Despite not missing Bumgarner but also the No. 2 and No. 3 Johnny starters Cueto and Jeff Samardzija for long stretches, the Giants entered on Tuesday at 30-30, just 1½ games away from Arizona in the disappointing division.

The AT & T crowd of 36,925 rose with excitement and anticipation when Bumgarner led the way. the mound to the family tensions of the Fire in the mountain by Marshall Tucker Ba nd for the first time since mid-September. , giving a feeling of optimism to a club that tied the worst record in the big leagues last season.

"Retrieve your man, it is a breath for all, the rotation, the club, "manager Bruce Bochy said. "It's good to have him back, he listened to the crowd, he was excited to be back, he will only strengthen, build more strength and endurance, it's still early here, that's his third start."

And the first two, which lasted 3 2/3 and 4 2/3 entries, were rehabilitation badignments in the minors. So while the rest of the league is in the middle of the season, Bumgarner is essentially working his way through accelerated spring training.

It's no wonder, then, that Bumgarner is not the imposing figure who commanded the 2014 postseason when the Giants won their third World Series in five years. His fastball did not go above 91 mph and his breakthrough shots were not biting from the start. He did not get the first of his three strikeouts until the fifth inning. He caused 10 changes and failures in 82 pitches, and only two rose three and three down.

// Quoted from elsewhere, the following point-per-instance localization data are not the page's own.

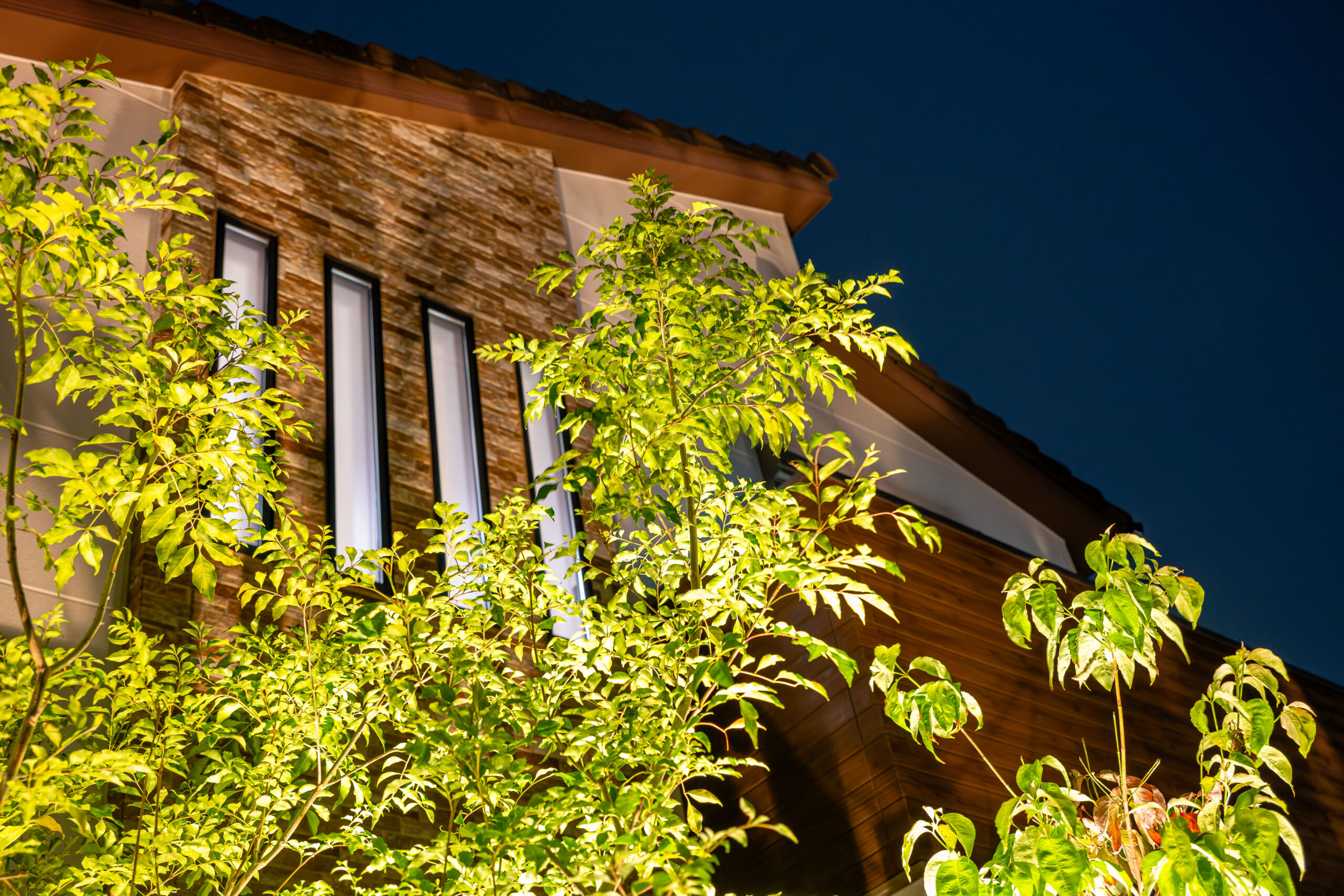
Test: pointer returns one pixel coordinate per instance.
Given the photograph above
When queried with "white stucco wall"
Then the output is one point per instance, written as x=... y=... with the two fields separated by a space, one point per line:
x=133 y=112
x=932 y=479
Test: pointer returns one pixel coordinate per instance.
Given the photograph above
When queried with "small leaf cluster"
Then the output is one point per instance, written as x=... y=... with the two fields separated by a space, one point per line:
x=1223 y=840
x=930 y=710
x=1112 y=628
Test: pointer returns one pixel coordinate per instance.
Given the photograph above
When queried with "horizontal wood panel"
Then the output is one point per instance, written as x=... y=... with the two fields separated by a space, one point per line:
x=949 y=608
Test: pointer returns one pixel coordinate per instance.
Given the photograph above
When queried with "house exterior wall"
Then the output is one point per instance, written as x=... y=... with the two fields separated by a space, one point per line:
x=850 y=782
x=430 y=213
x=932 y=480
x=443 y=214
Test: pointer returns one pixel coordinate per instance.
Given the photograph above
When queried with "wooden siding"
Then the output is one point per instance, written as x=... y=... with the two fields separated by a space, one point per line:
x=850 y=782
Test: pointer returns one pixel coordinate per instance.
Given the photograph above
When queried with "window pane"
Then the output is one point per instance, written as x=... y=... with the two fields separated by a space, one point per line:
x=245 y=261
x=455 y=418
x=353 y=381
x=543 y=449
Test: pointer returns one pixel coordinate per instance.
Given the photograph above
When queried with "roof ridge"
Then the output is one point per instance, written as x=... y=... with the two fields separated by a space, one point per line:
x=213 y=15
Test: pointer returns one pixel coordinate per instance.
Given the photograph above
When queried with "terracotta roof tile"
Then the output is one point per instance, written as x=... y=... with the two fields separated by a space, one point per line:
x=267 y=29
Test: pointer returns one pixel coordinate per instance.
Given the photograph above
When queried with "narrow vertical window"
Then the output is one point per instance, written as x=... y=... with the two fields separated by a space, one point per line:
x=248 y=258
x=454 y=412
x=356 y=448
x=545 y=446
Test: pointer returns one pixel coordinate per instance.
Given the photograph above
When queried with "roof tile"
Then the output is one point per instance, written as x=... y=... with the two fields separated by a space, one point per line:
x=265 y=29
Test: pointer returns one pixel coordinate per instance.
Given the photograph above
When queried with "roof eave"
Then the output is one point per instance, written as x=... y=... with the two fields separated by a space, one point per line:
x=158 y=49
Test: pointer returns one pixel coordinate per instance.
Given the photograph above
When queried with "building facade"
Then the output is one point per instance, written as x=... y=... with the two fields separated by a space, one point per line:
x=401 y=203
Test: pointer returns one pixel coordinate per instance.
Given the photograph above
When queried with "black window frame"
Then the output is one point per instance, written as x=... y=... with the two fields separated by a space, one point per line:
x=527 y=450
x=330 y=267
x=474 y=390
x=222 y=222
x=574 y=498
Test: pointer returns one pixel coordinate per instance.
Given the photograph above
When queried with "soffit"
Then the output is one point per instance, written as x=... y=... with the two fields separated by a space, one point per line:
x=158 y=41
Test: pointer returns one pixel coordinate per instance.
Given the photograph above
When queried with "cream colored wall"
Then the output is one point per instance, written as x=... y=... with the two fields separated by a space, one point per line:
x=932 y=479
x=133 y=112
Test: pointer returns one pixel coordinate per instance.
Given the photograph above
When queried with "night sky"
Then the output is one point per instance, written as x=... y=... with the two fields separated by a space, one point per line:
x=1120 y=227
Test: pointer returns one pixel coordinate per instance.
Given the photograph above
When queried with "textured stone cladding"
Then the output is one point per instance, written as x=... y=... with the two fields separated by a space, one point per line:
x=430 y=213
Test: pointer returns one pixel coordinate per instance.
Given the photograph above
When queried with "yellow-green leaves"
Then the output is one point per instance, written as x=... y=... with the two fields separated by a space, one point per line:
x=929 y=710
x=1109 y=629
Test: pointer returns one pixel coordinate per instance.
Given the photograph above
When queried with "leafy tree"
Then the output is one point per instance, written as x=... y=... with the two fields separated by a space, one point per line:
x=541 y=762
x=428 y=681
x=1222 y=839
x=162 y=358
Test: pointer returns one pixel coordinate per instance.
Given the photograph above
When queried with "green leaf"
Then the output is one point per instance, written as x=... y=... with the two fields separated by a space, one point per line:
x=1263 y=723
x=721 y=673
x=1003 y=818
x=1015 y=620
x=1257 y=830
x=958 y=878
x=1061 y=863
x=930 y=666
x=203 y=577
x=1277 y=762
x=963 y=828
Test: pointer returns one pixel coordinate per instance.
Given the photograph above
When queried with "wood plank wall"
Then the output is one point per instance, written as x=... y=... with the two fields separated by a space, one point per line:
x=850 y=782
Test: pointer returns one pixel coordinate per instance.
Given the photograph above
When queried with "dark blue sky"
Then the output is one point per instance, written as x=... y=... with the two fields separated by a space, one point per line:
x=1120 y=226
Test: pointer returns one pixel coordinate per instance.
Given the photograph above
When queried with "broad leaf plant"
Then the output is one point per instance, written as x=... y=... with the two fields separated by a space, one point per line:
x=1112 y=832
x=421 y=688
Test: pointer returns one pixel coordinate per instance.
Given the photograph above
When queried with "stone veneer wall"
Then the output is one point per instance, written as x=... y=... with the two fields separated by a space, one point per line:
x=432 y=213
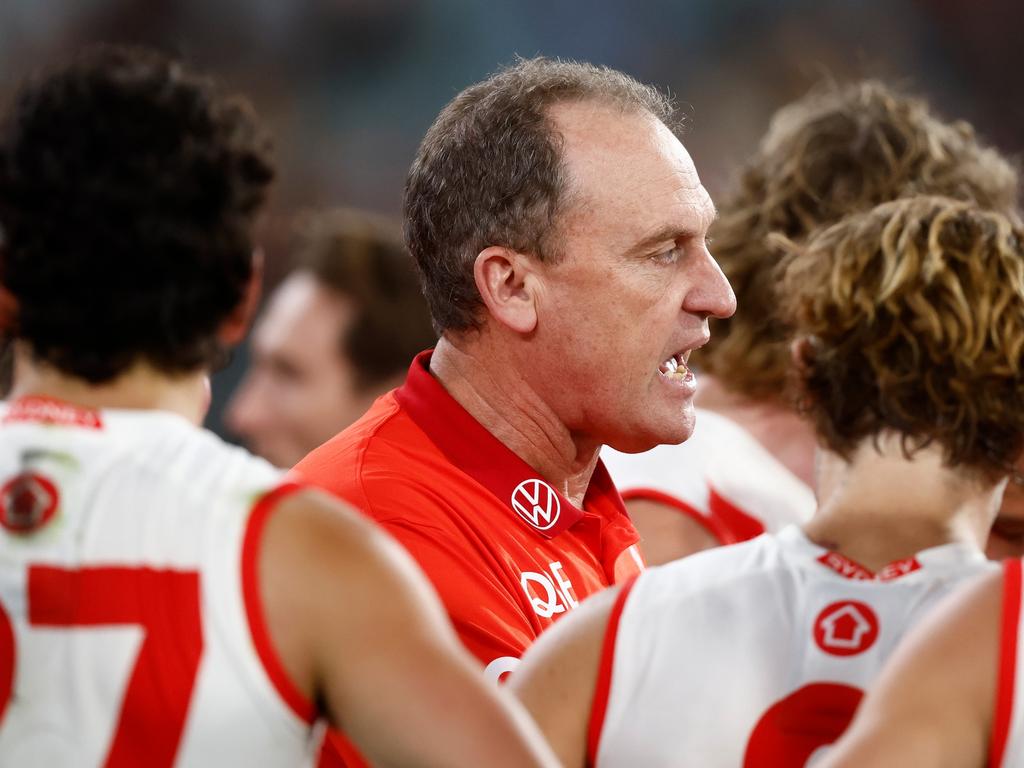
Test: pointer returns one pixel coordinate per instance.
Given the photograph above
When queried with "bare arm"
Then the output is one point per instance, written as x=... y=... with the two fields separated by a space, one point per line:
x=558 y=675
x=357 y=627
x=933 y=705
x=667 y=532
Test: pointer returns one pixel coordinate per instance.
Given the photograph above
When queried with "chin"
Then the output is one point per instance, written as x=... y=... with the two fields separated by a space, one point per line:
x=639 y=440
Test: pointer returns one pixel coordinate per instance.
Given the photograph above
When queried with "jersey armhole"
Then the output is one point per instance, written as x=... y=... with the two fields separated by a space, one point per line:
x=1007 y=679
x=708 y=522
x=265 y=651
x=602 y=687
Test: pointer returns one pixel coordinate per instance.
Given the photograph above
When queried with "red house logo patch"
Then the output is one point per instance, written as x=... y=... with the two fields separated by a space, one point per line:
x=846 y=628
x=27 y=503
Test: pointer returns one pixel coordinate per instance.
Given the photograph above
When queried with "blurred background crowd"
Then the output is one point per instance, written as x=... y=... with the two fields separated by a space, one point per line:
x=348 y=88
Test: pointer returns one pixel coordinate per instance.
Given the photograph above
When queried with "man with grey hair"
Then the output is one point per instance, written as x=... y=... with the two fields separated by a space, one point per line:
x=559 y=227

But Bumgarner lacked things that he made up for in ingenuity, found success with his change and left six roadrunners stranded while escaping unscathed from problems in the third and fifth innings. The RBI successes of Chris Owings and Kristopher Negron in the second represented the score against the big left-hander.

It was not a pitching performance worthy of a country song, so there's no need to contact Marshall Tucker and his company, but done for a stable first step.

"Regarding the release, I would have liked to have done better," said Bumgarner, "but for the first time I feel pretty good about it." [19659006] Now is the time to work on your swing.